Thomas Gerhofer betreibt in Irschenberg in Südbayern eine Servicewerkstatt der besonderen Art. Bei ihm sind Exoten Tagesgeschäft, denn die Scuderia GT ist eine von drei reinen Servicewerkstätten für Ferrari in Deutschland. Zudem betreut Gerhofer die Marken Maserati und Gumpert und baut so ziemlich jeden Oldtimer wieder auf, den ihm Kunden vor die Tür stellen.

Dass man es nicht mit einem normalen Betrieb zu tun hat, bemerkt man bereits beim Betreten des Büros. An der Tür begrüßt einen freudig Luna. Ein Hund in einer Werkstatt ist nicht ungewöhnlich, dieser aber schon. Denn die fünf Jahre alte Hundedame sieht nicht nur aus wie ein Wolf. Zu 50 Prozent ist sie einer. „Luna ist ein tschechoslowakischer Wolfshund, eine Mischung aus Karpatenwolf und Schäferhund“, erzählt Werkstattinhaber Thomas Gerhofer bei der Begrüßung. Hund und Herrchen sind eine Einheit und beide gegenüber Gästen ausgesprochen freundlich und offen. Die zweite Überraschung, denn als wir zuvor unseren bescheidenen Testwagen, immerhin italienischer Abstammung, auf dem Kundenparkplatz neben schätzungsweise in Summe drei Mio. Euro teuren Edelsportwagen abgestellt haben, betreten wir das Gebäude fast ehrfürchtig. Durchaus in der Erwartung, dass uns ein durchgestylter, mit allen Segnungen des italienischen Dolce Vita gespickter Mensch in Designeranzug als Chef dieser Edelschmiede begrüßen könnte. Umso erfreulicher die Überraschung: Chef Thomas Gerhofer entpuppt sich als bodenständiger Typ in legerer Kleidung und mit Öl an den Fingern, wofür er sich gleich entschuldigt. „Ich arbeite gerade an der Revision eines F40-Motors, da bleiben schmutzige Finger nicht aus.“ Womit auch gleich die Frage geklärt wäre, was für eine Art von Chef Thomas Gerhofer in seinem zwölfköpfigen Team ist. Er ist ein mitschraubender, denn das ist seine Leidenschaft. Und seine technischen Fertigkeiten und Fähigkeiten begründen auch seinen Ruf unter Ferrari- und anderen Sportwagen-Besitzern in Bayern, Deutschland und über die Grenzen hinaus bis nach Schweden, Dänemark, Bulgarien, Ungarn, Österreich oder die Schweiz. „Schon seit meiner Kindheit habe ich mich für Autos und Motorräder begeistert, je schneller sie waren, desto besser. Und alles, was nicht schnell genug war, habe ich damals auseinandergebaut und versucht, es schneller zu machen“, erzählt Gerhofer, der jahrelang aktiv Moto-Cross gefahren ist.

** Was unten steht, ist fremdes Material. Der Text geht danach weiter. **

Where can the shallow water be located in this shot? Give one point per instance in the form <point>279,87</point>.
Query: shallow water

Mit 23 Jahren Werkstattleiter

Nach der Schulzeit gibt es für den Technik und Motorsport begeisterten Bayern kein langes Überlegen, welchen Beruf er erlernen möchte. Die Lehre zum Kfz-Mechaniker beginnt er 1983 in einem Saab-Markenbetrieb. Der erfolgreich abgeschlossenen Lehre und der Meisterausbildung folgt zunächst der Wehrdient bei der Bundeswehr. Danach heuert Gerhofer bei einem Autohaus in Rosenheim an, das neben Opel auch die Marke Ferrari betreut. Seine technischen Fähigkeiten bringen ihn schnell voran und mit gerade mal 23 Jahren übernimmt er die Werkstattleitung. Fast zehn Jahre bleibt Thomas Gerhofer dem Betrieb treu, bis der in relativ kurzer Zeit zweimal den Eigentümer wechselt. Thomas Gerhofer merkt schnell, dass er mit der Servicephilosophie des neuen Chefs nicht klarkommt. „Heute bin ich dem Chef dankbar, denn das war mein Einstieg in die Selbständigkeit.“ Gemeinsam mit einem Kollegen aus dem alten Betrieb eröffnet er im Juni 2004 seine eigene Werkstatt in Irschenberg. Nur sechs Monate später erhält er die Anerkennung als offizieller Servicebetrieb für die Marken Ferrari und Maserati. Darauf ist Thomas Gerhofer nach wie vor stolz. „Reine Ferrari-Servicebetriebe in Europa können sie an einer Hand abzählen.“ Natürlich gebe es viele Ferrari-Händler, die auch Service anbieten. „Allerdings unterscheiden die sich in ihrer Servicephilosophie deutlich von uns“, sagt Gerhofer. Was er damit genau meint, wird klar, wenn man ihm oder seinen Mitarbeitern bei der Kundenberatung zuhört. Ihre Faszination für die edlen Sportwagen und deren Technik ist dabei förmlich zu greifen. Thomas Gerhofer spricht nicht von schnöden Inspektionsterminen, für ihn sind die Kundenaufträge Projekte. „Natürlich gibt es bei uns auch den Kunden, der Standardinspektion und Winterreifenmontage in Auftrag gibt, doch die meisten wollen mehr.“ Mehr heißt in der Regel mehr Motor- oder Bremsleistung, mehr Grip, individuell auf die Kundenwünsche abgestimmte Fahrwerkseinstellungen etc. Mehr kann aber auch bedeuten, eine Komplettrestaurierung, bei der Zeit und Geld keine entscheidende Rolle spielen. Weil die unterschiedlichen Auftragskategorien ein hochflexibles und gut aufeinander abgestimmtes Arbeiten erfordern, führt Thomas Gerhofer allmorgendlich mit seinem Team eine Projektbesprechung durch. Welcher Auftrag ist wie weit fortgeschritten? Wo klemmt es bei der Ersatzteilversorgung? Welche Sonderanfertigungen müssen in Auftrag gegeben werden? Welcher Kunde hat welche Terminwünsche geäußert etc.?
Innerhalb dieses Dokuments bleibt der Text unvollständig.